Fried and associates have reported that specific pairs of chronic diseases are synergistically associated with different types of disability, well beyond the multiplicative effect of the two diseases independently.1 They conclude that for disability prevention, individuals manifesting one high risk chronic disease should be carefully screened for prevention of other diseases which might interact to cause disability.1 This may also be the case with the combination of rheumatoid arthritis and dementia. Thus the indirect costs of dementia are probably especially high in patients with rheumatoid arthritis (and other physically disabling conditions) and vice versa, and this should be taken into account when the total costs of active treatment of rheumatoid arthritis and dementia are assessed. The long term cost-effectiveness of expensive biological anti-rheumatic treatments for old people should be evaluated in the future.

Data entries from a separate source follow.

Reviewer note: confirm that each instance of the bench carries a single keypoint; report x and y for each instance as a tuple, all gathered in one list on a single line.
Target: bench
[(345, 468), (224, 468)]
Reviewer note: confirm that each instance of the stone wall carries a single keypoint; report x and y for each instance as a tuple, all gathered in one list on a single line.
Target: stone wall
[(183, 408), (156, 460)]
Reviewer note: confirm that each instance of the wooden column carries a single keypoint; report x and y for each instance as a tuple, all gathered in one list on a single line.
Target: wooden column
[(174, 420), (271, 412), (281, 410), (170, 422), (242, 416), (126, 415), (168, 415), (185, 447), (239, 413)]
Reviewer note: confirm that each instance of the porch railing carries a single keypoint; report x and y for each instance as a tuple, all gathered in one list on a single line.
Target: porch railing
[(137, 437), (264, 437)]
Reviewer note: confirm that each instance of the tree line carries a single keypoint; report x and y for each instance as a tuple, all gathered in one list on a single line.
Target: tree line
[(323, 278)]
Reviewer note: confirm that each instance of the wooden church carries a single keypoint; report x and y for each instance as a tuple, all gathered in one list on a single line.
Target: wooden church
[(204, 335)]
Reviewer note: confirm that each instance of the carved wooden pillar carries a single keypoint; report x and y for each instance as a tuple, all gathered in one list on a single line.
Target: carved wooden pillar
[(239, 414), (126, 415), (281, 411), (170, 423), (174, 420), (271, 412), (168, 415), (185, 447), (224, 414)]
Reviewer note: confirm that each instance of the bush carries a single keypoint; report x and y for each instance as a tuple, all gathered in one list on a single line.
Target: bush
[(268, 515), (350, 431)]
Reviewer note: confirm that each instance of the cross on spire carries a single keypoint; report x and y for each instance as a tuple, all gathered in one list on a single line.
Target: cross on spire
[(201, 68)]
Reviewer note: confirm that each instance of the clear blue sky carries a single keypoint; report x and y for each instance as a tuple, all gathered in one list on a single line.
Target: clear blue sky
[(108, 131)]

The lack of significant difference in mean functional capacity among rheumatoid patients and the general population was surprising, but probably reflects active and effective treatment of rheumatoid arthritis patients in developed countries (including DMARDs, glucocorticoids, rehabilitation, and arthroplasty).20 Patients with the most severe rheumatoid arthritis had probably died before they could have entered our cohort. In a 25 year prospective study of rheumatoid arthritis, Reilly and colleagues found that a better long term prognosis was associated with milder disease and better functional capacity.24 Improving treatment of rheumatoid arthritis will probably lengthen the life expectancy of affected patients, increasing their numbers in the future. Maintaining their mobility in later life is important, because mobility difficulties have been found to predict further disability, loss of independence, and even death.5,6


It was encouraging to find that, in terms of activities of daily living, the functional capacity of old people with clinical rheumatoid arthritis did not differ significantly from that of the non-reheumatoid population. Unfortunately rheumatoid arthritis may lead to severe and even total disability at an individual level, especially when associated with dementia, and will thus remain a great challenge to the health care and social systems.